Tadano was already well versed in the behaviors and nuances of their primary audience; however, they knew that for their truck crane launch to be a breakout success, they needed to know even more about their buyers.
As a result, Tadano asked Thrive to take the audience-segmentation even further by breaking the audience down into individual roles.
In order to understand Tadano’s primary audience—crane rental companies—with more granularity, Thrive drilled down into three specific roles within that audience: owners, branch managers, and operators. Each role was concerned with a slightly different aspect of the new truck crane. Using data gleaned from the discovery process, we developed an evergreen campaign message which we then unpacked with separate-yet-related messages to each individual role.
Return on investment
Utilization and reliability
Comfort, capability,
and ease of use
Since the truck crane was still in production in Japan, there was no photography available for us to use.

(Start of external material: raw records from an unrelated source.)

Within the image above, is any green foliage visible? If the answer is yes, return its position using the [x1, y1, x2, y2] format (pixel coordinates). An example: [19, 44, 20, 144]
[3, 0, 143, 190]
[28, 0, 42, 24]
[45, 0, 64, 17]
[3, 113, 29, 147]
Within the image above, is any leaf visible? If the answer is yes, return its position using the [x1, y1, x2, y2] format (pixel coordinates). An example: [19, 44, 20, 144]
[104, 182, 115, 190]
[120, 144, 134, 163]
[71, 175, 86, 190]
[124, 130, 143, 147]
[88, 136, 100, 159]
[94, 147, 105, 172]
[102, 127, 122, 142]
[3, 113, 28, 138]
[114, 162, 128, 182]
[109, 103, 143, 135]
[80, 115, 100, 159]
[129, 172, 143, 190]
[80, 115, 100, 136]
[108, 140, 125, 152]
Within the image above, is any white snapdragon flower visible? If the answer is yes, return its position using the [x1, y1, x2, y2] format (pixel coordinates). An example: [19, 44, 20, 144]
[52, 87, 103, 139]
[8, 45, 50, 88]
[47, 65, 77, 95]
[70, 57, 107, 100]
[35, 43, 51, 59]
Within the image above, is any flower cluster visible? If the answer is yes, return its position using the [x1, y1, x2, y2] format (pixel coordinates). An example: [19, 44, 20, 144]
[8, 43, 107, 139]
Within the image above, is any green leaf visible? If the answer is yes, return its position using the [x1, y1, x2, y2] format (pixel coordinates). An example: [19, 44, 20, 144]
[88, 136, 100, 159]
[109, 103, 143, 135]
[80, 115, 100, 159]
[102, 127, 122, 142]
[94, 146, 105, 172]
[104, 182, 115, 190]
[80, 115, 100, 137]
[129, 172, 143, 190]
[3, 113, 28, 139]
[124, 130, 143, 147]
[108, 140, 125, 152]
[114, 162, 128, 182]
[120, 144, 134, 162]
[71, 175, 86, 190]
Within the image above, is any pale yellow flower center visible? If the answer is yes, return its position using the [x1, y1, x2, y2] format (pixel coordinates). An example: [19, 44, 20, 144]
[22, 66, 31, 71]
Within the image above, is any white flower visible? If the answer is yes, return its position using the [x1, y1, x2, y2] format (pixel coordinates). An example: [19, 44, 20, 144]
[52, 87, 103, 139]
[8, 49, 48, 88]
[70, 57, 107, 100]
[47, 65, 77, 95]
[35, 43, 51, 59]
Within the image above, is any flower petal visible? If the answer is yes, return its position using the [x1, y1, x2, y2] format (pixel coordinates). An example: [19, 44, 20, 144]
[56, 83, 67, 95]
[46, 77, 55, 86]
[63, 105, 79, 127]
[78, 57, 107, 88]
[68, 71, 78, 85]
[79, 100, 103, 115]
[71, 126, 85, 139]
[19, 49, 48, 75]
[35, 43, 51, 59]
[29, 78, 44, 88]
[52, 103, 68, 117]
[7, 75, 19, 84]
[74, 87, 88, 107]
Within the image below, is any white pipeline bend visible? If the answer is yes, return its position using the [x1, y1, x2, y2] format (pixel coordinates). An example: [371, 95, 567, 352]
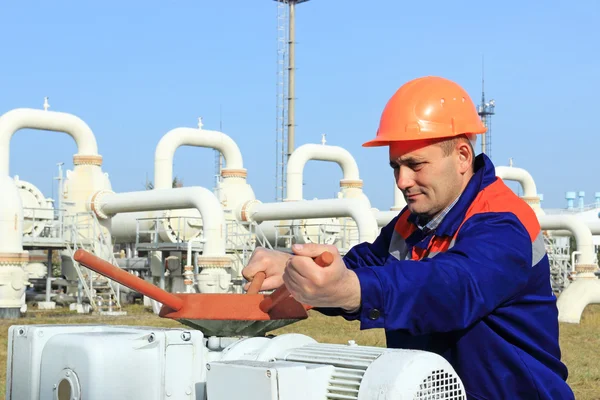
[154, 128, 246, 189]
[496, 166, 538, 198]
[89, 187, 225, 257]
[538, 215, 596, 266]
[0, 108, 102, 175]
[286, 143, 362, 201]
[239, 199, 379, 242]
[556, 279, 600, 324]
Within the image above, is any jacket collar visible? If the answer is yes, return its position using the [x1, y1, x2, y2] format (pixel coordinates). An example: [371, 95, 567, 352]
[407, 154, 497, 243]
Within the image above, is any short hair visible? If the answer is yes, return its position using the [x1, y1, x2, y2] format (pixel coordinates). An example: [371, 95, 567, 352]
[438, 135, 475, 170]
[439, 135, 475, 158]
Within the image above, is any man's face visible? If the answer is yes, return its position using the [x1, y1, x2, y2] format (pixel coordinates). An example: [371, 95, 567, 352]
[390, 138, 468, 217]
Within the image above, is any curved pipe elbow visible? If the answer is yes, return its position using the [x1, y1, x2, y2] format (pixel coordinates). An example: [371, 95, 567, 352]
[0, 108, 102, 175]
[287, 143, 360, 201]
[242, 199, 379, 242]
[496, 166, 538, 197]
[538, 215, 596, 264]
[556, 279, 600, 324]
[91, 187, 225, 257]
[154, 128, 245, 189]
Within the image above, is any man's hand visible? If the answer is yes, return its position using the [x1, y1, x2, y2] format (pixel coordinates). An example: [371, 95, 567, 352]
[282, 244, 361, 311]
[242, 247, 292, 290]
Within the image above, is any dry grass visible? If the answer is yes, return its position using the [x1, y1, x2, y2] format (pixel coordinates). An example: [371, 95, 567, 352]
[0, 305, 600, 400]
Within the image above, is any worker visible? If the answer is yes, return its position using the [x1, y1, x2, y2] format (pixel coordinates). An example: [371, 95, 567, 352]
[243, 77, 574, 400]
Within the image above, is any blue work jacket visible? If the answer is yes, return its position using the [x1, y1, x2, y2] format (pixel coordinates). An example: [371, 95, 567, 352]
[318, 154, 574, 400]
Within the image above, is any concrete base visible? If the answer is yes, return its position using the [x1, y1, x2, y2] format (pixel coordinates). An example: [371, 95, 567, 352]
[98, 311, 127, 317]
[69, 303, 92, 314]
[0, 307, 21, 319]
[38, 301, 56, 310]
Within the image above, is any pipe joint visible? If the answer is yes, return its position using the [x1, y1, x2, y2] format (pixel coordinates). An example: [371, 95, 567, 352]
[89, 190, 115, 219]
[237, 200, 262, 222]
[340, 179, 363, 189]
[198, 256, 232, 268]
[221, 168, 248, 179]
[575, 264, 598, 279]
[73, 154, 102, 167]
[0, 251, 29, 267]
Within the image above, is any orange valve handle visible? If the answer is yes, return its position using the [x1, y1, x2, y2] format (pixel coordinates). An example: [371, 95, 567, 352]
[259, 251, 334, 313]
[73, 249, 183, 311]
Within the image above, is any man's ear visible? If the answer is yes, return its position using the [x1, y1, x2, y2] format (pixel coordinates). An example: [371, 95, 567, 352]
[455, 140, 473, 174]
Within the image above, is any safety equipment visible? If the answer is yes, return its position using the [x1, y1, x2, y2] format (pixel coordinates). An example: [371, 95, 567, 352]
[363, 76, 486, 147]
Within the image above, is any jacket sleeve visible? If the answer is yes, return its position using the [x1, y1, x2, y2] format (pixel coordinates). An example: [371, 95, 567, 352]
[347, 213, 532, 335]
[314, 217, 398, 320]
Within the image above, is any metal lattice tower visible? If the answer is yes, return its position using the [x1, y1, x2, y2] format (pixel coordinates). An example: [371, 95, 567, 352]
[275, 0, 308, 201]
[477, 60, 496, 159]
[275, 1, 289, 201]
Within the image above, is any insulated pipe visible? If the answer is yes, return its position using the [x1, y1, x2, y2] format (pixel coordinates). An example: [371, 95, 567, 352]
[240, 199, 379, 242]
[552, 221, 600, 236]
[90, 187, 225, 257]
[0, 108, 102, 175]
[286, 143, 362, 201]
[556, 278, 600, 324]
[496, 167, 538, 198]
[373, 211, 400, 227]
[538, 215, 596, 265]
[0, 175, 29, 318]
[154, 128, 246, 189]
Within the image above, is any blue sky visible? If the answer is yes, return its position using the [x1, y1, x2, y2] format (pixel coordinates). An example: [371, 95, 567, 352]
[0, 0, 600, 209]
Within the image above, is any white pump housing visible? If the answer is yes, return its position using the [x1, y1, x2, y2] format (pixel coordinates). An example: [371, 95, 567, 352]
[6, 325, 466, 400]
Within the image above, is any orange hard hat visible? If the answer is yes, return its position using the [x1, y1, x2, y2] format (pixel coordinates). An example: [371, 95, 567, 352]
[363, 76, 486, 147]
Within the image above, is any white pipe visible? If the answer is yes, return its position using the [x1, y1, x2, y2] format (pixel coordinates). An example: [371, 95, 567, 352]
[247, 199, 379, 242]
[552, 219, 600, 236]
[0, 108, 99, 175]
[538, 215, 596, 264]
[154, 128, 244, 189]
[91, 187, 225, 257]
[556, 279, 600, 324]
[0, 175, 23, 253]
[496, 166, 538, 197]
[286, 143, 360, 201]
[373, 211, 400, 227]
[391, 186, 406, 211]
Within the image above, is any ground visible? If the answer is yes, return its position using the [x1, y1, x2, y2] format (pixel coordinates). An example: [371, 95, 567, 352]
[0, 305, 600, 400]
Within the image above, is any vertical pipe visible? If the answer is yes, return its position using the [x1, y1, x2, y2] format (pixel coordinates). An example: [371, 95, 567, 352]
[481, 115, 487, 155]
[46, 249, 52, 303]
[287, 0, 296, 159]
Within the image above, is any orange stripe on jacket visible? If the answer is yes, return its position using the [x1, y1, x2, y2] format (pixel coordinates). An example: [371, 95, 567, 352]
[455, 178, 541, 242]
[394, 210, 417, 240]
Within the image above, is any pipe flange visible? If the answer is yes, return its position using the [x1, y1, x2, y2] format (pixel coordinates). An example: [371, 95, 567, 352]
[521, 196, 540, 206]
[73, 154, 102, 167]
[198, 256, 232, 268]
[221, 168, 248, 178]
[575, 264, 598, 274]
[90, 189, 115, 219]
[0, 252, 29, 266]
[239, 200, 262, 222]
[340, 179, 363, 189]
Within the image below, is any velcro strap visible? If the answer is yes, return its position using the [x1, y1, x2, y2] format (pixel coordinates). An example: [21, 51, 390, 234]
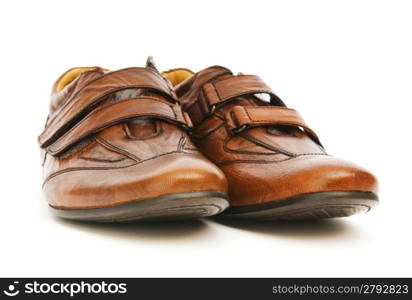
[41, 97, 191, 155]
[39, 68, 176, 145]
[228, 106, 322, 145]
[203, 75, 283, 108]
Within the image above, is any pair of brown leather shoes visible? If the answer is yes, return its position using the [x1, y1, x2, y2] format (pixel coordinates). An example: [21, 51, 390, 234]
[39, 60, 378, 222]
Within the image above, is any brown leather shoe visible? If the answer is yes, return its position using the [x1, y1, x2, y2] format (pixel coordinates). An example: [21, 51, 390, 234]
[39, 61, 228, 222]
[163, 66, 378, 219]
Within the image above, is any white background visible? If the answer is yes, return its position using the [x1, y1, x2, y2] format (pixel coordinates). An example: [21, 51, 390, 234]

So in order to bring our creative direction to life, we collaborated with Tadano’s Sweden-based 3D design team to render true-to-life 3D images of the truck crane that we could use in both the tease and launch phases of the campaign.
By providing detailed direction and feedback via collaborative Zoom-and-Figma-based design sessions, we were able to help produce an assortment of renders that allowed us to show various features of the crane.
Tadano came to Thrive with three specific campaign goals in mind: educate new customers, inform existing customers, and generate orders for a certain number of cranes. In order to meet each goal, we knew we had to devise a campaign that appealed to both logic and emotion.
We began with an internal brainstorming session that identified that Tadano faced two marketing challenges rather than one. Building upon that discovery, we then crafted two How Might We (HMW) questions that allowed us to rally around a campaign North Star.
The answer to these questions helped the Thrive team bring the campaign to life.
To build awareness and anticipation, we broke the overarching campaign into two phases: tease and launch. In the tease campaign, we utilized intrigue and mystery to tease what was coming with a headline that instructed potential buyers to “Reach for What’s Next.” What’s next, of course, is the future—a future that has the specific roles for Tadano’s audience in mind, which are reflected in the corresponding campaign headlines.
Since the primary campaign goal was truck-crane preorders, connecting the messaging strategy with audience-segmentation exercise was key. We worked with Tadano’s internal email marketing and Pardot teams to ensure the right emails with the right messages got to the exact right audience roles. The result was a significant bump in open rates when compared to their standard awareness campaigns and an average read rate of approximately 70 percent across all sends.
When Tadano’s new truck crane launched to the public, curious buyers were met with a campaign that promised “A Crane Built for the Way You Work.” Continuing the audience-segmentation exercise we began in the tease campaign, we then focused subsequent campaign headlines and artwork on individual buyer roles concerned with individual features of the crane. The result was a highly specific, highly impactful campaign that met every single goal we set.